Obviously the nature of the content in Dark Corners means it is not suitable for children. That aside, it is aimed at anyone who is looking for a richer gaming experience, with good doses of action, exploration, and adventuring. Familiarity with the pen-and-paper game or Lovecrafts stories is not necessary.

Why do you think 'Call of Cthulhu' should be succesfull?

Although it sounds a little cliché, I think gamers are desperate to play original games and are tiring of the same titles being released with only new graphics and pretty effects on offer. Also, although the latest Resident Evil on the Game Cube was fantastically well crafted, the survival horror genre, whilst being one of the most popular, is becoming tired and has not really offered anything new in terms of gameplay for quite some time. Some of the features in Cthulhu, like the first person view and the sanity system, should add something fresh and therefore desirable to gamers.

How far along in the development of the game are you? Have you got any deadline set yet?

The PC and Xbox version of “Call of Cthulhu: Dark Corners of the Earth” is currently on schedule for release in Q3/Q4 2003 – so this is obviously our big deadline. The development progress is healthy, the main engine technology is stable, the tool chain for content creation is now well established and being utilised by designers, and most of the art assets are created.

What gameplaying experiences have prepared you for making this game?

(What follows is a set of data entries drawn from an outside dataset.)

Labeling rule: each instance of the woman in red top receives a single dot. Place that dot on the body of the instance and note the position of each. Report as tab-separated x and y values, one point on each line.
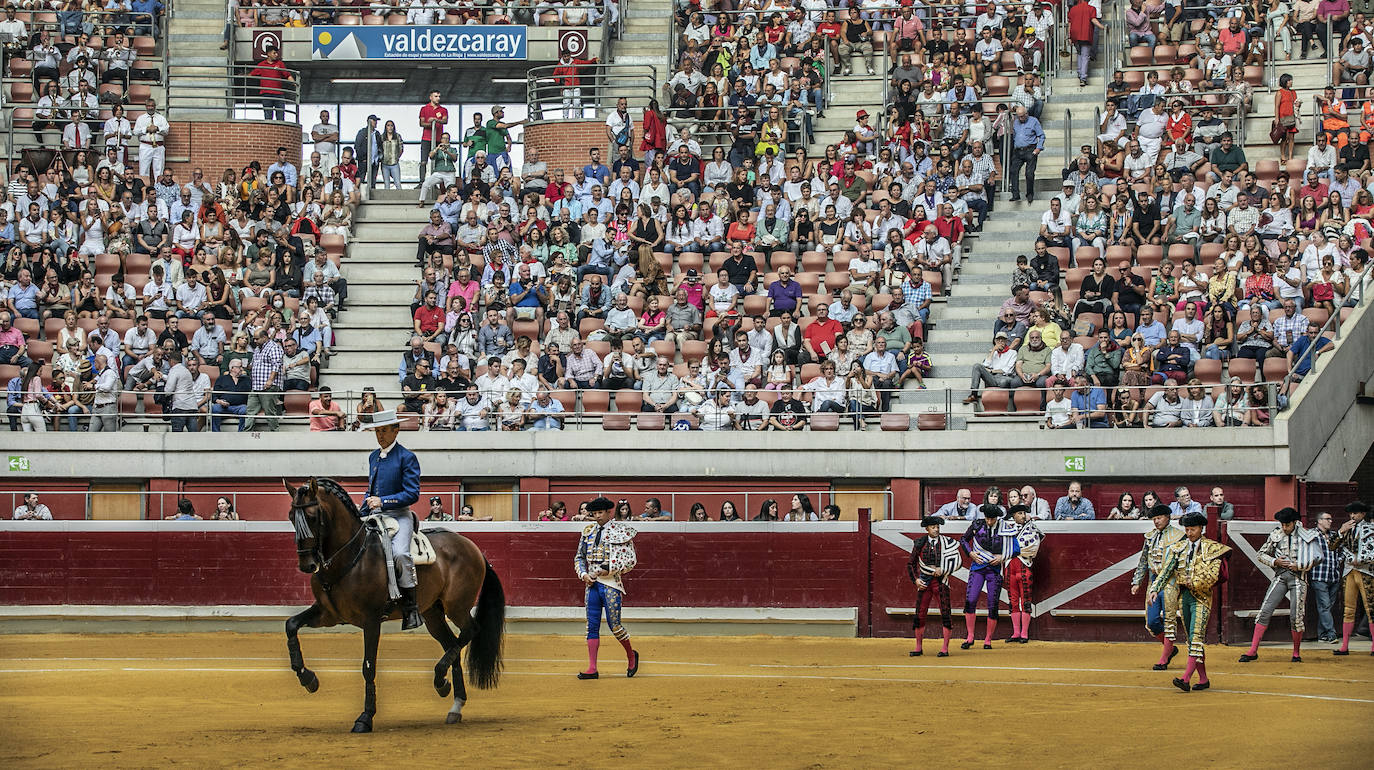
1285	117
1179	123
656	132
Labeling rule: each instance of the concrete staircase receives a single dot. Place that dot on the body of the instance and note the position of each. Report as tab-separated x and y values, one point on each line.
379	268
195	63
645	37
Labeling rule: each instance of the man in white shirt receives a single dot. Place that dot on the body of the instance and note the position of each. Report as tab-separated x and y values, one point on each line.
190	296
996	370
326	136
188	389
151	131
717	414
1066	358
158	294
1321	157
827	391
882	367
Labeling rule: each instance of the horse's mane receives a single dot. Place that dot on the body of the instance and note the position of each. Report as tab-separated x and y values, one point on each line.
338	492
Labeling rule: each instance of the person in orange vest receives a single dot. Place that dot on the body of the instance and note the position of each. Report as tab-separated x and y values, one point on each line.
272	77
568	77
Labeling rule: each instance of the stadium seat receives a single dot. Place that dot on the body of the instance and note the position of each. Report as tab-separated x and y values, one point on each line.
995	402
895	421
930	421
1241	367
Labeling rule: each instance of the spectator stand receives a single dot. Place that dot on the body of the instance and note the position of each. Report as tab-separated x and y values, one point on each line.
25	79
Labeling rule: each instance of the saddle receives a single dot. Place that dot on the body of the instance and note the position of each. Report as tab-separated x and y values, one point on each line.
422	552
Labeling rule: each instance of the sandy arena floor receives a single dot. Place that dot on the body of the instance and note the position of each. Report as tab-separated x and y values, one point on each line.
231	700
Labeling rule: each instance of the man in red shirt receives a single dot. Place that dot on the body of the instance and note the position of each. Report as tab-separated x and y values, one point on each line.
272	79
433	117
1083	17
819	337
429	318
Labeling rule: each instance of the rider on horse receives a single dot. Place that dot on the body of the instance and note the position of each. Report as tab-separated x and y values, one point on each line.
393	484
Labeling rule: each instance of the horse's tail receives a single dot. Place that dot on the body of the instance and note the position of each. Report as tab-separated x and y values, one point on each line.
484	653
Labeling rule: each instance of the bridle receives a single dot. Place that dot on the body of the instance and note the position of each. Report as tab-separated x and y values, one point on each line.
307	543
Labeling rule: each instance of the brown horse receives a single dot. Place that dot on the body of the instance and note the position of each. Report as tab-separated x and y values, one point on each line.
348	576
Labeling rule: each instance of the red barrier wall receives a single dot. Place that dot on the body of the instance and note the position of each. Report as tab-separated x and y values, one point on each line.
1083	567
205	567
1248	497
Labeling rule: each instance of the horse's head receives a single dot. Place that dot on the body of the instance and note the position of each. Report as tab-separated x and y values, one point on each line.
308	519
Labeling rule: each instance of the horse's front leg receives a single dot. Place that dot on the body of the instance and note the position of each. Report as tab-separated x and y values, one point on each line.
371	635
309	618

I’ve always been a big fan of horror games, from the console classics of Resident Evil and Silent Hill to PC games like System Shock. It’s vital to have a good knowledge of how other games create atmosphere and build horror, this unfortunately means you need to be analytical when playing them so you don’t get to immerse yourself in the experience quite as much. 

How big is the world within the game?

Some of the areas are enormous, for instance the chase section through the streets of Innsmouth takes a good 20 minutes just to run through without any game-play to break it up. Although quite a lot of the game takes place in the streets of Innsmouth, we have created a wide array of interesting locations to discover and have put a lot of work into the construction of the interiors and exteriors of the key buildings – such as the Esoteric Order of Dagon and the Marsh Refinery. Also, as all our backgrounds are built using 3DS Max, rather than an engine specific level builder, they are more varied than most other games and feel less room-corridor-room.

Can you give us one or two 'special features' that you feel would make the game appeal to our readers?

Well obviously one of the big features is the sanity system, we really want to mess with the players head – blurred vision, hallucinations, muttering voices in your head, noise distortion, and a few other surprises. Treating your physical health is also more realistic in Cthulhu, you don’t just run over shiny health packs – you need to stitch up and bandage your wounds, and if you break something then you’ll need a splint, and a shot of morphine should help with the pain.

Closing, is there anything you would like to add?

Just to tell people to keep checking the official website for updates on development, latest screenshots, and lots of other stuff - we’ve recently added a cool mini shooting game (if you can find it)! And a Happy 2003 to everyone.